Description
Because of its apparent strengths in providing access to distributed resources, and coordinating their activities towards an overall objective, Grid computing has considerable potential to contribute substantially to the competitiveness of both commercial and non-commercial organisations. At the time of the BREIN project launch, most current Grid solutions were still not able to fulfil this aim completely because Grid technologies still lacked the capability to cope with the major challenges faced by businesses today.
Successful enterprises focus their activities on their core services. This leads to often complex supply chains involving many different organisations (up to 500 companies in the case of large airports, for example). These businesses exhibit high responsiveness, i.e. they are able to meet their customers needs quickly and to a high standard, and they adapt successfully to changing demands of and situations in their markets without losing much time. They perform their processes very efficiently. This requires them to manage intra- and inter-organisational interactions so that everyday conflicts between the conflicting aims of different parties and competition for access to resources can be resolved at low cost, and that each opportunity to maximise advantages from possible synergic effects can be seized. Finally, successful companies are able to make good decisions even in case of incomplete, inconsistent, wrong or missing knowledge. Historically, Grid technologies had not met these challenges adequately.

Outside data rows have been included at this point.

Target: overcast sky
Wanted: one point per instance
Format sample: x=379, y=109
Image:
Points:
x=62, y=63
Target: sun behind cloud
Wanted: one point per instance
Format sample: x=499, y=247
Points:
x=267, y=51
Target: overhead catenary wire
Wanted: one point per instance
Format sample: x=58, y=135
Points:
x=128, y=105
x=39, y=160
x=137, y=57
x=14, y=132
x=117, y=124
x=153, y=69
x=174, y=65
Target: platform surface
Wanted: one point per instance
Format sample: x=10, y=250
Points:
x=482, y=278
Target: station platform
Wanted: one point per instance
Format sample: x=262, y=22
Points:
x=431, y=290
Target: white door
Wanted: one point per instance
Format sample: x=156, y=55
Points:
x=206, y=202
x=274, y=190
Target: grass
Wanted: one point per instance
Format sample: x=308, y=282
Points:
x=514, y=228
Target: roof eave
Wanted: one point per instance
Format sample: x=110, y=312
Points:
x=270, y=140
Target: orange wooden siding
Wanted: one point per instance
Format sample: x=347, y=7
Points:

The BREIN project thus aimed to compensate these deficiencies by taking a more “business-centric” approach. It worked towards developing a framework involving formal representations of supply chain structures, business goals, skeleton process models, process planning and process instantiation patterns, patterns for intra- and inter-organisational interactions, formal representations of the aims, capabilities, and activities of humans as well as of technical (artificial) actors, and simulation toolkits supporting complex decision making in non-standard decision processes. To this end, BREIN aimed to combine the flexibility and stability of Grid-technologies, with the strengths of methods for business modelling and with the intelligence and adaptability of AI systems, as developed for Multiagents – in particular agency concepts, planning and optimisation strategies, with knowledge technologies especially from the semantic web, and embedding security technologies into these approaches.

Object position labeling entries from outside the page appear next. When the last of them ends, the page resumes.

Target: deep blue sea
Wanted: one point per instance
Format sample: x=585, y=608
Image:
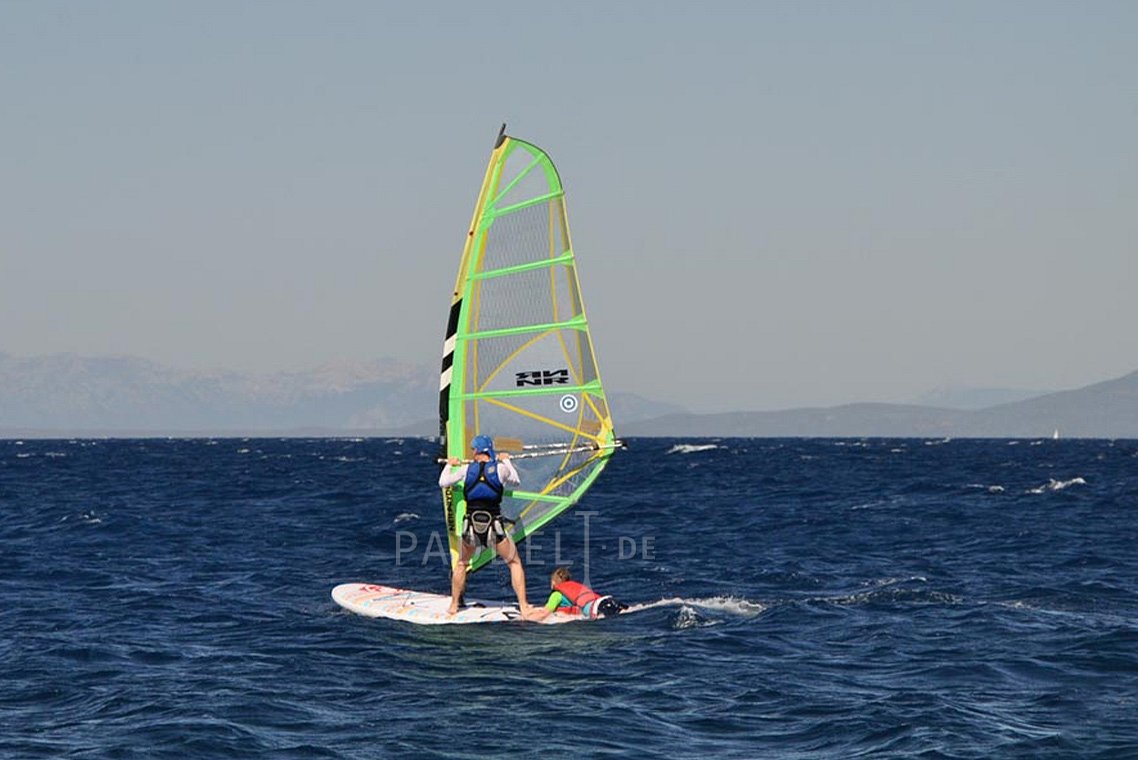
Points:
x=814, y=599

To this end, BREIN built upon projects like TrustCoM, Akogrimo, NextGRID, OntoGrid and others with respect to dynamic virtual organisations, contract management, business process partitioning and enactment, security issues etc. with an explicit focus on the participant’s business needs. The consortium was carefully chosen to ensure the link to these projects and combine them with stakeholders from national research projects such as the UK Reality Grid project.